Errors in records

Genealogical research occasionally entails making an assumption or guess. Sources are often incomplete and can have errors introduced at the time of recording “facts.” Aside from typos and indecipherable handwriting, people lie. People lie about their age. They lie about relationships. They lie about their names. People change their names. They may not know their actual birth date or place of birth.

So researchers often make their best guesses as to what the actual history might be. As we are interested in the story, sometimes the “fuzzy facts” don’t make a lot of difference. Sometimes, the existence and retelling of a story says more than the factual truth of the story. Sometimes, it is hard to see that meaning. For example, there is a passed-down story that Matthew Harris Lingo had a twin lost in attack by Native Americans does not hold up to scrutiny against other verifiable facts. The story is told as fact, from the daughter of Matthew. What does this mean?

How errors live and grow

One of the big difference between and is how errors are perpetuated and/or corrected. On Ancestry, each person maintains their own family trees, sometimes public, other times, as private trees with access granted to only a few. Anyone can copy information from the public trees into their own trees. Any errors in the origin tree gets copied over.
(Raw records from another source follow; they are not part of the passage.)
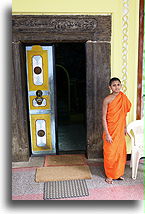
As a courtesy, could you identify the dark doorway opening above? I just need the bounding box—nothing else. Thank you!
[55,43,86,154]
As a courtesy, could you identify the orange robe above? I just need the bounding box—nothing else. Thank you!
[103,92,131,179]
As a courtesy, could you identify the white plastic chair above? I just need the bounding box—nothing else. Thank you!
[127,119,145,179]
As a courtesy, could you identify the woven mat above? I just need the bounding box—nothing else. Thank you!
[44,155,86,167]
[35,165,92,182]
[44,180,89,200]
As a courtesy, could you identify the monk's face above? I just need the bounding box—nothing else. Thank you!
[109,80,121,93]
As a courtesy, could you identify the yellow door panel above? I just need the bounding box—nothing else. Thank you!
[29,95,50,110]
[27,46,49,91]
[30,114,52,151]
[26,45,56,155]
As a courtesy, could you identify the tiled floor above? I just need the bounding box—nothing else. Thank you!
[12,157,143,200]
[58,123,86,152]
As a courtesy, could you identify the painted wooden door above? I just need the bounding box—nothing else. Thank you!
[26,45,56,155]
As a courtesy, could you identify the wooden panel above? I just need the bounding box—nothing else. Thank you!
[86,42,111,158]
[12,42,29,161]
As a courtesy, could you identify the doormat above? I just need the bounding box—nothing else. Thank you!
[44,180,89,200]
[44,155,87,167]
[35,165,92,182]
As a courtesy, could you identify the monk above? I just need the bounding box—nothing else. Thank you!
[103,77,131,184]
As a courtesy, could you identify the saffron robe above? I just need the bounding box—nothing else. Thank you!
[103,92,131,179]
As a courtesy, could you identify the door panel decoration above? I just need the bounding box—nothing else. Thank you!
[26,45,56,155]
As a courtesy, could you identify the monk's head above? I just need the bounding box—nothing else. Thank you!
[109,77,121,93]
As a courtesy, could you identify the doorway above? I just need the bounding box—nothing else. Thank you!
[55,43,86,154]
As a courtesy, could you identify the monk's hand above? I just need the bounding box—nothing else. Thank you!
[106,134,113,143]
[124,128,127,135]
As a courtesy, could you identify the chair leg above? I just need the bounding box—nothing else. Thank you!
[132,152,140,179]
[130,154,132,168]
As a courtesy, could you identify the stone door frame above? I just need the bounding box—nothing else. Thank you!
[12,15,111,161]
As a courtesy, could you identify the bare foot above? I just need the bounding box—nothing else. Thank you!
[105,178,113,184]
[117,176,124,181]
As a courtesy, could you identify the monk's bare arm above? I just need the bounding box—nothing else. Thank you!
[102,97,112,143]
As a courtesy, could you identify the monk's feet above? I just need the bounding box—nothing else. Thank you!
[105,178,113,184]
[117,176,124,181]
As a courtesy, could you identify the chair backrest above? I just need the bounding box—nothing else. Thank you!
[127,120,144,146]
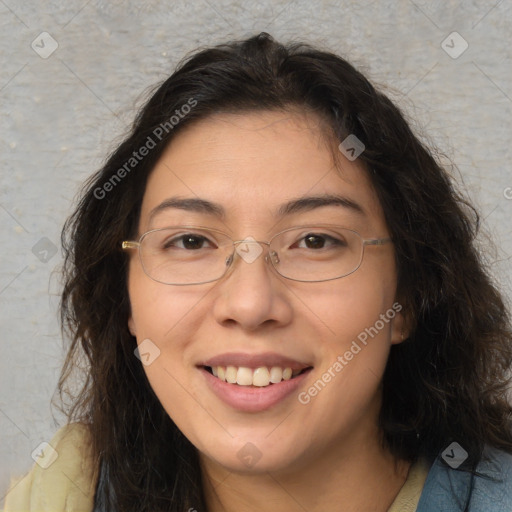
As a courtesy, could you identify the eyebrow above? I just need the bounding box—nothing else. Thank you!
[149,194,366,220]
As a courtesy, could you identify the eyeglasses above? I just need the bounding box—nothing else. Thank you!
[122,224,391,285]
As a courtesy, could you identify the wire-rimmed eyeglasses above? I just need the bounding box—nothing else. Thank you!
[122,224,391,285]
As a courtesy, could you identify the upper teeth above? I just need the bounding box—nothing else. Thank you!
[211,366,301,387]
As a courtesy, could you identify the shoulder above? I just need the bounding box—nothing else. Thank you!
[417,446,512,512]
[4,423,96,512]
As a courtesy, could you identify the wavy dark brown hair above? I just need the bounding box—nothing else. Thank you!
[58,33,512,512]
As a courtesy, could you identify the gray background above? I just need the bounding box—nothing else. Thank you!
[0,0,512,503]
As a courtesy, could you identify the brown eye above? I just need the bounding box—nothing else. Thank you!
[163,233,210,250]
[297,233,346,249]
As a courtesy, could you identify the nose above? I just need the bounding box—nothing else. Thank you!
[213,238,292,331]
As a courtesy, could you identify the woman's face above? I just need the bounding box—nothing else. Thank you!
[129,111,402,472]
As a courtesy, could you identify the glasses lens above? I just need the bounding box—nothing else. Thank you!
[270,226,363,281]
[140,226,233,284]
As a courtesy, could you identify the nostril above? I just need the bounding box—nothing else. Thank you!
[270,251,279,263]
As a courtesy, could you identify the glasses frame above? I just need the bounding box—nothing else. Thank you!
[121,224,393,286]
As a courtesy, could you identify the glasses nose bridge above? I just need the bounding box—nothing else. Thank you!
[230,237,279,266]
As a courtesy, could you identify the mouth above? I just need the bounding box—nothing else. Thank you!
[203,365,312,388]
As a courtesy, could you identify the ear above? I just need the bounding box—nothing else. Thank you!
[391,302,411,345]
[128,315,137,337]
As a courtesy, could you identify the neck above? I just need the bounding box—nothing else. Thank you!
[202,418,410,512]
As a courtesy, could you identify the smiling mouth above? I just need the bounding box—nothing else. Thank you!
[203,366,312,388]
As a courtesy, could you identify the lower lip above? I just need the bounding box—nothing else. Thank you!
[200,368,311,412]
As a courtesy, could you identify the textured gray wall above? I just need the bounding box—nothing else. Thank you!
[0,0,512,502]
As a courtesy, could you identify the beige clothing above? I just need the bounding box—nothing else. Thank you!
[4,423,428,512]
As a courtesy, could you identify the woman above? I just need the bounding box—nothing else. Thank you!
[6,33,512,512]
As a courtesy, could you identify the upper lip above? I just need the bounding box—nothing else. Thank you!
[198,352,311,370]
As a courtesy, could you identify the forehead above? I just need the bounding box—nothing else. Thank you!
[140,111,383,234]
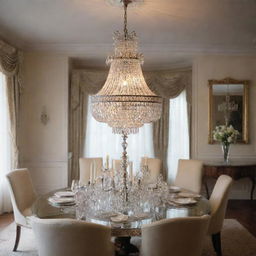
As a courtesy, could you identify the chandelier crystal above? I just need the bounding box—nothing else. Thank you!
[91,0,162,134]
If the original tree gets corrected, the error still exists in the earlier copies. There are no easy or automated ways to catch such errors, and at times, it is hard to know which trees are correct.

On Family Search, everyone works on the same shared public tree. While this does result in some less-diligent researchers introducing errors into the tree, it also allows the community to question or correct errors. There are frequent problems with this model – it is not uncommon to encounter a family with 20 or more children from one mother, with children spaced only a few months apart, or children born to women who are outside the expected years of fertility. Family Search does not allow the creation of a “stand-alone” person – all new records must be connected to a parent, child or spouse, so some researchers will attach to a nearest match.

Common errors in Lingo records

Without getting too deep into the “why” on these errors, I present them here.

Asbury Pinkston Lingo(s)

On Ancestry, there is a common error that “Asbury Pinkston Lingo (1795 – 1865)” … was “[b]orn in Stewart County, Georgia, USA on 1795 to Elijah Lingo and Mary Hardin Taliaferro.

First, no source shows his first name as “Asbury” – his son, born 1830 was “Asbury Pinkston Lingo” – however the elder Pinkston was always referenced as “Pinkston” or simply “P Lingo.” Also, his parents were not Elijah and Mary – their children are fairly well documented in several sources. Pinkston was more likely the son of Patrick Lingo 1750-1801 and Sarah Pinkston.

Patrick Lingo

Many records show a Patrick Lingo being born in 1722 in Delaware and dying in 1801 in Georgia. Seems quite unlikely. While there is no firm documentation, I assert there are Father and Son Patricks. There is a AGBI record of a Patrick being born in 1750 in Delaware, and probably the same Patrick claiming head-right land in Georgia from 1786-1791, given for service in the Revolutionary War. There is a will for a Patrick Lingo probated in Delaware, not likely the same that moved to Georgia. There was also a transfer of land to a “Patrick Lingoe, yoeman of the other part” in Delaware in 1783. If this was the son, he sold it and moved to Georgia, if it was the father, he was already older than 60 years old.

The younger Patrick married a Sarah Pinkston in Georgia, a family name passed down. There was a large family of Pinkstons living in Stewart County Georgia as evidenced by the 22 buried nearby in the following years (earlier graves were often unmarked).